Wolff's face tensed. “Singularity? A
black hole
?”

“An ignorant term of description for it, befitting only men of low caste.”

“I am ignorant and of low caste.” Wolff grinned in his idiotic way. “So it befits me.”

“Yes,” said Jed with a sigh of disgust. “It fires
black holes
at things.”

“Forgive my low-caste ignorance,” said Wolff, “but how in the name of the Pagan Atheist does a ship carry about ammunition of black holes with it, let alone load them onto a giant crossbow and shoot it?”

“The ship does not carry singularities with it.” Jed scowled. “That would be illogical. It compresses some matter down to a very small volume.
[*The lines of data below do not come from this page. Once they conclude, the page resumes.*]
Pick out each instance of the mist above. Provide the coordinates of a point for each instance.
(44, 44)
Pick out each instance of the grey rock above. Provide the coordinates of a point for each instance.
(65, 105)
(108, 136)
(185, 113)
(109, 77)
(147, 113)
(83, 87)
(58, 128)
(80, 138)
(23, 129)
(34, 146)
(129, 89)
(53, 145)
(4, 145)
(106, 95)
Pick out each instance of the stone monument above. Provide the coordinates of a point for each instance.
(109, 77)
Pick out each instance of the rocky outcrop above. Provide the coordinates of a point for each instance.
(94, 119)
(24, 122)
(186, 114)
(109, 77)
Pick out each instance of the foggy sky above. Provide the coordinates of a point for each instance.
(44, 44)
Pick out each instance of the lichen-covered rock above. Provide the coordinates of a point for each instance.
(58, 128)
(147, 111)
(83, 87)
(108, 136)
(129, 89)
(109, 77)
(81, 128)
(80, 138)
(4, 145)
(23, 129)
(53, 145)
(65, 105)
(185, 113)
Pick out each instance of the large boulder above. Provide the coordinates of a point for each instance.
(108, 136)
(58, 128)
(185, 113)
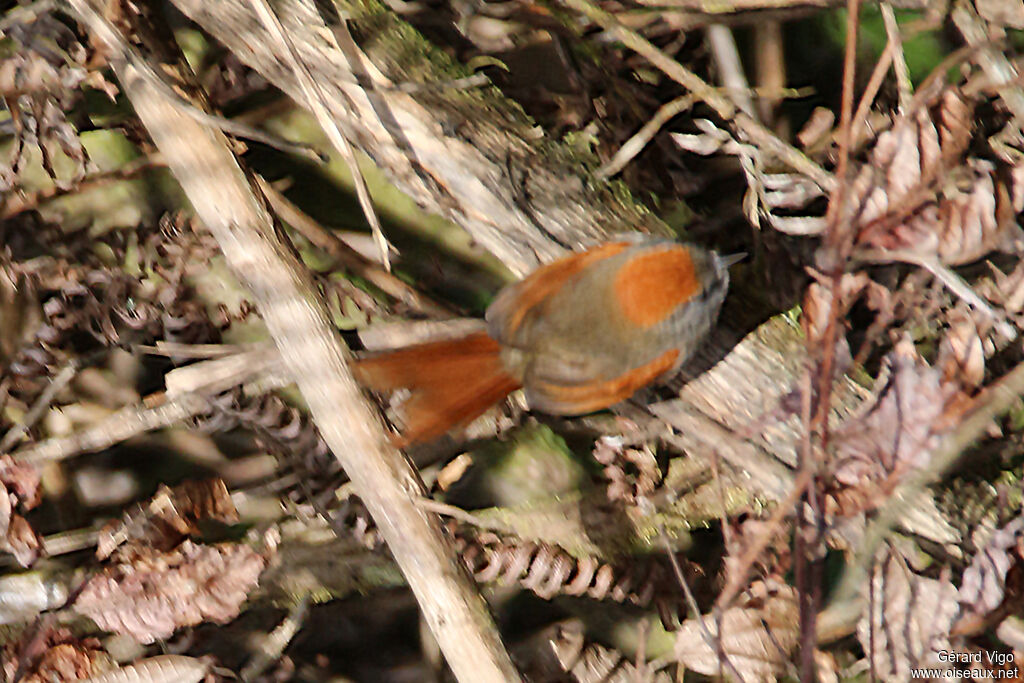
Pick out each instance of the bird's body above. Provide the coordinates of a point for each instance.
(578, 335)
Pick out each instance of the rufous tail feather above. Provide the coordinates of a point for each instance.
(452, 382)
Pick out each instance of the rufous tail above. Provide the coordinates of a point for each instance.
(452, 382)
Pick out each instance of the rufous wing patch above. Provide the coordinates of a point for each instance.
(650, 286)
(578, 399)
(512, 306)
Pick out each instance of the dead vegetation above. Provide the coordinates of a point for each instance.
(832, 492)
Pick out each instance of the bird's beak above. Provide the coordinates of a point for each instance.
(731, 259)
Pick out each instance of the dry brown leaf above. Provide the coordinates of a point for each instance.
(53, 655)
(983, 586)
(907, 619)
(1001, 12)
(169, 516)
(897, 432)
(156, 593)
(757, 638)
(594, 664)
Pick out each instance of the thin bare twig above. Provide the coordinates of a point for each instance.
(160, 410)
(992, 61)
(221, 193)
(785, 507)
(272, 645)
(348, 257)
(631, 147)
(993, 401)
(899, 61)
(58, 382)
(315, 101)
(713, 641)
(726, 55)
(14, 203)
(754, 131)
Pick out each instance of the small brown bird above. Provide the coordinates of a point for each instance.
(578, 335)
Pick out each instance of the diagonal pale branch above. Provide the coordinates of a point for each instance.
(223, 197)
(472, 157)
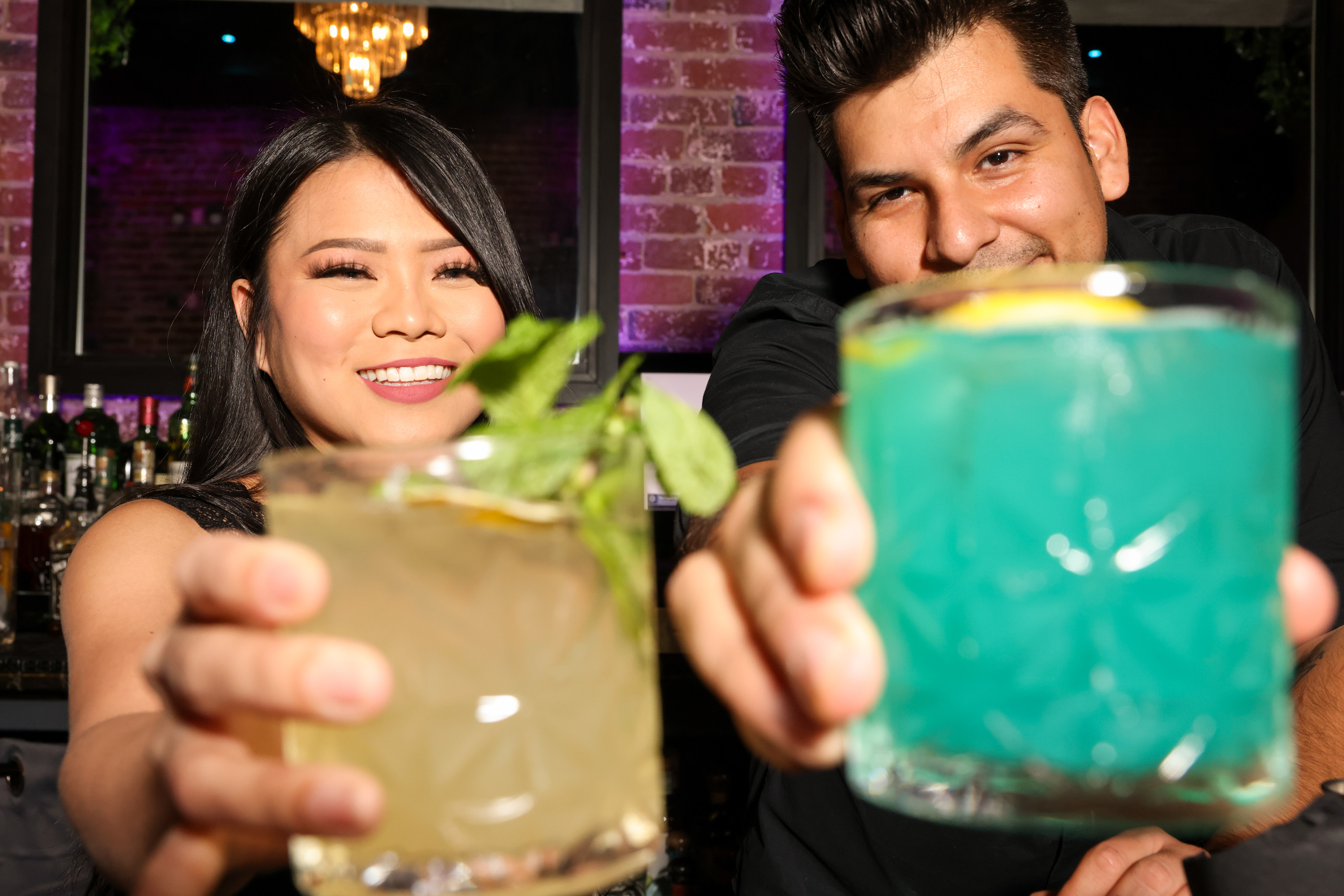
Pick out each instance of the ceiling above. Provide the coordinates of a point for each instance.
(1191, 13)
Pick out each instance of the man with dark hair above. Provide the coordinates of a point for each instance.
(961, 136)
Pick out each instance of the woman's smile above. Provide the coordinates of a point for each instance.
(410, 379)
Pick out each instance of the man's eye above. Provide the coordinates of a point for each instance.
(892, 195)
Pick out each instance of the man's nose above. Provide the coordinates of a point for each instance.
(959, 229)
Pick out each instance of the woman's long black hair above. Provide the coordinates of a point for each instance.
(240, 417)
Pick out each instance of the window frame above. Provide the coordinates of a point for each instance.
(60, 186)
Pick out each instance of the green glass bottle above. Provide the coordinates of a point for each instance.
(45, 440)
(105, 436)
(179, 428)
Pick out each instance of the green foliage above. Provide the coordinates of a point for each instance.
(592, 456)
(522, 374)
(695, 462)
(109, 35)
(1285, 82)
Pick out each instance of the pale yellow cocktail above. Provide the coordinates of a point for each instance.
(521, 747)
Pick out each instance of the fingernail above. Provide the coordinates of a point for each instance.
(800, 528)
(345, 684)
(283, 587)
(346, 802)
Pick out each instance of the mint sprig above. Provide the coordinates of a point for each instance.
(589, 454)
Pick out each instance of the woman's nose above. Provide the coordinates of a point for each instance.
(406, 310)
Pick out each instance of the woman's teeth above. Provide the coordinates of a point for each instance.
(424, 374)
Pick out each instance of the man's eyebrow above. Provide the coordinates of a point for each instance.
(869, 179)
(362, 245)
(436, 245)
(999, 121)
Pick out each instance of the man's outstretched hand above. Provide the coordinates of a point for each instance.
(767, 613)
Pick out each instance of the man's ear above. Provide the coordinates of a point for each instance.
(851, 256)
(1109, 148)
(242, 297)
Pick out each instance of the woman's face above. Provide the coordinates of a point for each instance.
(374, 306)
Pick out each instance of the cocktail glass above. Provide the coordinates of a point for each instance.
(1084, 484)
(521, 750)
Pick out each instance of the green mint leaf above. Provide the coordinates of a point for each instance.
(522, 374)
(531, 460)
(615, 527)
(694, 460)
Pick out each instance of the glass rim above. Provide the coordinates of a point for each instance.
(928, 297)
(310, 470)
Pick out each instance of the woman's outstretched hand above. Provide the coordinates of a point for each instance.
(226, 677)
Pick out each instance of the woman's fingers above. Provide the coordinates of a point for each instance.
(226, 577)
(193, 862)
(210, 669)
(728, 657)
(215, 781)
(186, 863)
(1310, 599)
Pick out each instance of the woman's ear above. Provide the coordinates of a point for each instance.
(242, 296)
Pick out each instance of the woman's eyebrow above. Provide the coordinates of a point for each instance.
(436, 245)
(362, 245)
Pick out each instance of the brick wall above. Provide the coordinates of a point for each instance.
(702, 167)
(18, 68)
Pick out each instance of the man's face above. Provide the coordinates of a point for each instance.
(965, 163)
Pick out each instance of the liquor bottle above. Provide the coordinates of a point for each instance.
(11, 489)
(42, 513)
(80, 516)
(104, 436)
(151, 448)
(11, 400)
(45, 440)
(179, 428)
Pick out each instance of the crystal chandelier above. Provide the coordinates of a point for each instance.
(361, 42)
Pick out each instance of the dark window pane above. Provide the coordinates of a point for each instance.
(172, 131)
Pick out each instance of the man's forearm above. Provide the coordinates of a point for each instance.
(1319, 703)
(113, 794)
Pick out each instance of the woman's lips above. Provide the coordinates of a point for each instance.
(413, 394)
(409, 381)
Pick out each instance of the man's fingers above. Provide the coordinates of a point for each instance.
(215, 781)
(209, 669)
(816, 511)
(265, 582)
(725, 653)
(1310, 598)
(1146, 862)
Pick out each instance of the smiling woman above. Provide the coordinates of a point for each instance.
(366, 258)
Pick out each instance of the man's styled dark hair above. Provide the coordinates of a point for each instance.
(831, 50)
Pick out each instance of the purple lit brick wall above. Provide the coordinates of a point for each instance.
(702, 167)
(18, 66)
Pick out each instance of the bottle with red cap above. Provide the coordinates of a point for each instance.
(148, 454)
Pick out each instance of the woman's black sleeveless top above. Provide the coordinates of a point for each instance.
(213, 517)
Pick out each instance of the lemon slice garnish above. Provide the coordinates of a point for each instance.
(1041, 308)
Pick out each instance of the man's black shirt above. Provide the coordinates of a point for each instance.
(779, 358)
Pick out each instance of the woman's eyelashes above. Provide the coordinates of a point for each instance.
(345, 271)
(460, 271)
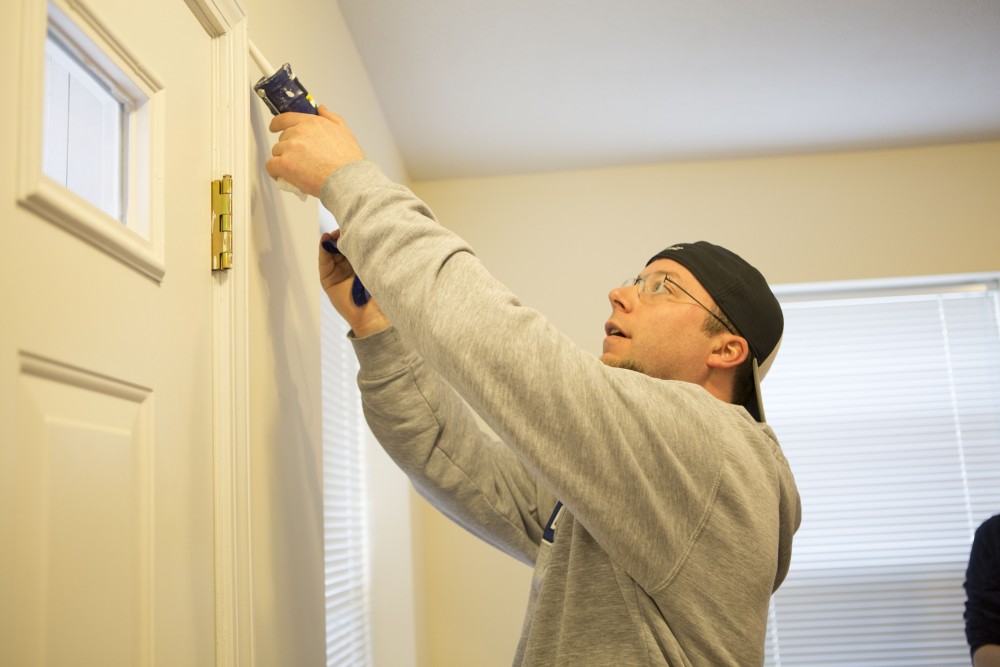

It need only be a ton or so of refuse, to form a singularity, in position on the ballista, when required. Such a singularity would have an infinitesimal half life, so it must be contained within an inertia field to prevent it from evaporating or imploding the ballista apparatus. It is drawn by means of its own gravity to an unshielded part at the rear of the ballista. As soon as the protective field touches the attractor, an electrostatic charge is neutralised, causing the ballista to fire. As soon as the missile strikes the target, the protective inertia field fails, and the singularity evaporates…returns to mortal matter-and-energy state. Explodes.”

“Why do the inventions of men always turn to purposes of destruction?” Rh’Arrol said from behind.

“As opposed to the inventions of morrans, which do not exist and can therefore serve no purpose,” Jed retorted. The sun set behind the ship, the atmosphere blurring the terminator. Over the curve of the planet Jed detected twelve points of electromagnetic energy following her course.

“They follow! Abaft!”

She ran down the port corridor to the arsenal. Wolff followed her.

“I do not see them,” he said as she opened the rear loophole.

“Fool! If you could see them, we would be captured or dead by now!” Jed seized her bow and some arrows—not the kind she used for hunting, but a heavier sort filled with antimatter explosives. She bit down on conurin, chewed, felt concentration heighten again, and as soon as she nocked the arrow she was at Equilibrium.

The pursuers were nowhere near as difficult to hunt as chimaera. Jed released the first arrow, and it struck one of them.

“Did you hit it?” Wolff asked.

The only evidence of affirmation Jed gave was a quick dip of her head as she fitted the second arrow and singled out another ship, choosing a central one at strategic advantage. She checked and rechecked, but before she could release, synchrotron radiation lanced out from the closest follower, and struck the
Shamrock
low in the stern. The ship bucked with the impact, and Jed felt the tremor before Wolff pulled her back from the window and slapped his hand down on the loophole panel that sealed the hull. Sequestered from the battle in the gloom of the armoury, Wolff’s arm holding her firmly about the shoulders, Jed felt the deflection field fail momentarily, before coming back on line. That could have been lethal.

“Is it safe yet?”

“I think so.” Jed paused. “Your actions were expedient.”

Wolff let out a hollow laugh. “Is that Archer gratitude?” He relinquished his grasp of her, and she reopened the firing window, taking up position quickly and shooting, this time at the ship that had opened fire on hers.